Good Luck Have Fun Don't Die (2026) se veut volontairement absurde et rocambolesque, sauf qu’à force de partir dans tous les sens, ça devient rapidement assommant de suivre ces protagonistes s’évertuer à aller d’un point A à un point B et ce, sans le moindre intérêt (le bouzin fait plus de 2h tout de même). Hormis l’excellente interprétation de Sam Rockwell, le film s’oubliera aussitôt.
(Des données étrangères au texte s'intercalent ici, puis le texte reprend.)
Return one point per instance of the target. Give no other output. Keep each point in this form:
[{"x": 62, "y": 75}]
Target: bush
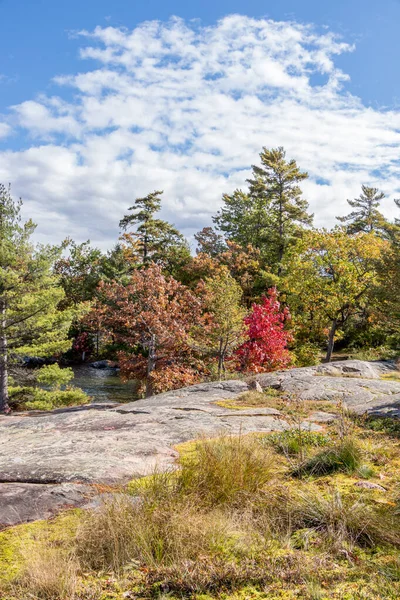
[
  {"x": 293, "y": 441},
  {"x": 48, "y": 400},
  {"x": 54, "y": 377},
  {"x": 307, "y": 355}
]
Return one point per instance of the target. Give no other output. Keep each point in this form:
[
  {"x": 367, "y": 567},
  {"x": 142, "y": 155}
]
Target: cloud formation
[{"x": 186, "y": 108}]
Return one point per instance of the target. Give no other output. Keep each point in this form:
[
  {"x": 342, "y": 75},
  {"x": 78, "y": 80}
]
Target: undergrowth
[{"x": 234, "y": 521}]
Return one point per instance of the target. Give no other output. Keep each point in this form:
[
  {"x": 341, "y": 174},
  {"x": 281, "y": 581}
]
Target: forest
[{"x": 262, "y": 290}]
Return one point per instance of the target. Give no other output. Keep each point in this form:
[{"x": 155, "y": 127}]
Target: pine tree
[
  {"x": 244, "y": 218},
  {"x": 366, "y": 217},
  {"x": 30, "y": 321},
  {"x": 276, "y": 183},
  {"x": 154, "y": 236}
]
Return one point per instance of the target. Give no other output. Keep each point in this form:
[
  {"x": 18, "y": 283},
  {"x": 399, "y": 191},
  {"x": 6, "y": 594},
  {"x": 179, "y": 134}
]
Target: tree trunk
[
  {"x": 151, "y": 363},
  {"x": 4, "y": 408},
  {"x": 220, "y": 359},
  {"x": 331, "y": 341}
]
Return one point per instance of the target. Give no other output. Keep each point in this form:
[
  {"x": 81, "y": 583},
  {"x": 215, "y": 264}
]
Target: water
[{"x": 104, "y": 385}]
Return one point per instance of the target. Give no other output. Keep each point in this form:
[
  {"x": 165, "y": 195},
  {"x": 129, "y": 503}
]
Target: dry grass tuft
[{"x": 49, "y": 573}]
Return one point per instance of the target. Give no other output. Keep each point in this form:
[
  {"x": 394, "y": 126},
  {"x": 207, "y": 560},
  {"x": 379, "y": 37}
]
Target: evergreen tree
[
  {"x": 276, "y": 182},
  {"x": 209, "y": 242},
  {"x": 154, "y": 236},
  {"x": 244, "y": 218},
  {"x": 270, "y": 216},
  {"x": 30, "y": 321},
  {"x": 366, "y": 217}
]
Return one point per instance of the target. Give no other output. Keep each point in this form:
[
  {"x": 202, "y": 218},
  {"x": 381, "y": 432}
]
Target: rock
[
  {"x": 368, "y": 485},
  {"x": 360, "y": 394},
  {"x": 104, "y": 364},
  {"x": 255, "y": 385},
  {"x": 110, "y": 445},
  {"x": 22, "y": 502}
]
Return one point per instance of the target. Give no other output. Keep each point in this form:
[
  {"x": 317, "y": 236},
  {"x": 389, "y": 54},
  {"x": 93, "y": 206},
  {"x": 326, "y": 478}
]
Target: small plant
[
  {"x": 293, "y": 440},
  {"x": 345, "y": 456},
  {"x": 54, "y": 377},
  {"x": 307, "y": 355},
  {"x": 226, "y": 469}
]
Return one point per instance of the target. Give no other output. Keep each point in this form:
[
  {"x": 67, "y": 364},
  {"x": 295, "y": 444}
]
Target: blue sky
[{"x": 52, "y": 132}]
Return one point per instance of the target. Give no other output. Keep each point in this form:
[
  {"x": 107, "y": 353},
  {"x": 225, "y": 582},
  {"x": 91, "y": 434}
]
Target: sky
[{"x": 104, "y": 101}]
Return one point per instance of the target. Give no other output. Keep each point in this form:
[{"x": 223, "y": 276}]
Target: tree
[
  {"x": 265, "y": 348},
  {"x": 154, "y": 237},
  {"x": 272, "y": 214},
  {"x": 366, "y": 218},
  {"x": 244, "y": 219},
  {"x": 30, "y": 321},
  {"x": 151, "y": 319},
  {"x": 80, "y": 272},
  {"x": 209, "y": 242},
  {"x": 223, "y": 303},
  {"x": 278, "y": 180},
  {"x": 331, "y": 277}
]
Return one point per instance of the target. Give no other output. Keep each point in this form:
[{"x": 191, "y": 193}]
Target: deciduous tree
[
  {"x": 151, "y": 319},
  {"x": 265, "y": 348},
  {"x": 331, "y": 277}
]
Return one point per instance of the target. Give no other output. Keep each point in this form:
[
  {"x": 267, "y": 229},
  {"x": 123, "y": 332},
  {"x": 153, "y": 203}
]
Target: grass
[
  {"x": 272, "y": 398},
  {"x": 232, "y": 522},
  {"x": 392, "y": 376}
]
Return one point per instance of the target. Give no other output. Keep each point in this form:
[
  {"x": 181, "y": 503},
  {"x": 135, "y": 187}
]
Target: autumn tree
[
  {"x": 30, "y": 293},
  {"x": 331, "y": 277},
  {"x": 366, "y": 217},
  {"x": 151, "y": 319},
  {"x": 223, "y": 302},
  {"x": 265, "y": 346},
  {"x": 155, "y": 238}
]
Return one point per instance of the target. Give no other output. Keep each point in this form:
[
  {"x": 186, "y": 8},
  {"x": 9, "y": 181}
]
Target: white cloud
[{"x": 187, "y": 109}]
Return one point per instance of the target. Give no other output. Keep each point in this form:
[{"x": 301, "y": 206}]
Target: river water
[{"x": 104, "y": 385}]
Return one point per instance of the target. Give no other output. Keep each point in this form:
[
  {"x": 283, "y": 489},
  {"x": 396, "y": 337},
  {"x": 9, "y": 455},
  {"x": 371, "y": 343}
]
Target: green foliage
[
  {"x": 30, "y": 294},
  {"x": 307, "y": 354},
  {"x": 154, "y": 239},
  {"x": 223, "y": 302},
  {"x": 366, "y": 217},
  {"x": 271, "y": 215},
  {"x": 54, "y": 376},
  {"x": 293, "y": 441},
  {"x": 345, "y": 456},
  {"x": 48, "y": 400}
]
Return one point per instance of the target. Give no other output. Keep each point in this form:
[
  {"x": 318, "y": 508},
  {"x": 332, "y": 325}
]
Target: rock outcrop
[{"x": 110, "y": 444}]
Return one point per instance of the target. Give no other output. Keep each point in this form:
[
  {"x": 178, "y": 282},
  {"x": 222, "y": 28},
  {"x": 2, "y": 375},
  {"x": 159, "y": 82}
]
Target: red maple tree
[
  {"x": 266, "y": 346},
  {"x": 151, "y": 320}
]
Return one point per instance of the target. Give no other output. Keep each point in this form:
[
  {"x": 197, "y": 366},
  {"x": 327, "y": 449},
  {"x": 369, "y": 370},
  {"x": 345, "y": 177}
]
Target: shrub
[
  {"x": 48, "y": 400},
  {"x": 54, "y": 377},
  {"x": 307, "y": 355}
]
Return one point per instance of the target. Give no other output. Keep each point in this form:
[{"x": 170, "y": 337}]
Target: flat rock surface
[{"x": 114, "y": 443}]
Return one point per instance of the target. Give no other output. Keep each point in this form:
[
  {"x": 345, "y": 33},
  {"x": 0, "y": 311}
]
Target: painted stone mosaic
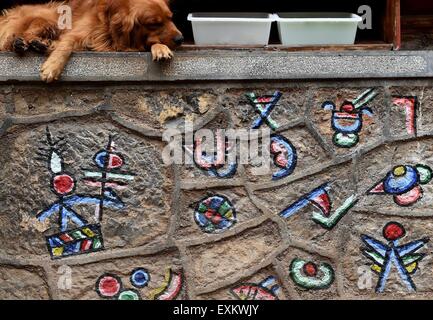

Gore Verbinski signe avec Good Luck, Have Fun, Don’t Die un joyeux bordel sci-fi qui aurait pu être complètement jubilatoire, mais qui s’arrête souvent au stade du fun. Sous le chaos et le grain de folie signature du réalisateur, se cache pourtant une satire plus profonde qu’il n’y paraît : une critique acérée de notre rapport à la technologie, aux réseaux sociaux et à l’IA, qui nous isole des autres et nous fait oublier la vraie communication humaine. L’idée de boucle temporelle est sympathique et maline, une métaphore discrète de nos resets quotidiens face aux écrans et aux algorithmes. Le film fait du bien en riant de nos travers sans trop nous accabler. L’acting est solide, l’image belle et inventive comme souvent (A cure for wellness que j’avais trouvé visuellement magnifique) et on sent le plaisir de Verbinski à orchestrer ce délire. Dommage qu’il reste un peu en surface : la menace d’une IA qui remplace les connexions humaines par du confort mais ça divertit plus qu’il ne dérange vraiment. Une petite satire attachante et pertinente sur l’ère technologique qui progresse et le fléau des réseaux sociaux, idéale pour l’époque, sans être un chef-d’œuvre incontournable. j’ai tout de même envie de dire Good luck have fun don’t Die
Un film complètement déjanté auquel j'ai eu du mal à adhérer au début mais qui, au fur et à mesure, offre une réflexion intéressante et originale sur le danger des nouvelles technologies et de l'IA.
Le titre de ce film de science-fiction est à l'image de son contenu : tordu, compliqué et chaotique ! Le projet est pourtant louable sur le papier : un type revenant du futur débarque dans un restaurant américain "Diner" et va tenter de recruter pour la 117ème fois une équipe pour détruire une IA hostile, et ainsi essayer de sauver le monde. Le ton est franchement délirant et ne se prend pas du tout au sérieux, même si le fond est clairement dramatique. J'ai vraiment eu du mal à m'extasier face à cette hyperbole hystérique et désordonnée pointant les dangers de l'IA, utilisant maladroitement quelques références cinématographiques notoires comme "Retour vers le Futur", "Un jour sans fin", "Edge of Tomorrow" et j'en passe... Une oeuvre complètement barrée qui ravira les fans du délire en mode bazar un peu foutraque, mais personnellement, à part quelques bonnes idées et quelques moments potables, j'ai trouvé l'ensemble long et assez faiblard ! Avis aux amateurs ! Site CINEMADOURG . free . fr
Avec Good Luck, Have Fun, Don’t Die, Gore Verbinski livre un film franchement fun, porté par un scénario et des personnages complètement surréalistes mais assumés jusqu’au bout, ce qui donne au projet une vraie identité et un côté rafraîchissant. Ça part dans tous les sens, mais c’est justement là que ça fonctionne le mieux. Le dernier acte s’étire un peu et perd légèrement en efficacité, sans pour autant gâcher l’expérience — on a clairement vu bien pire.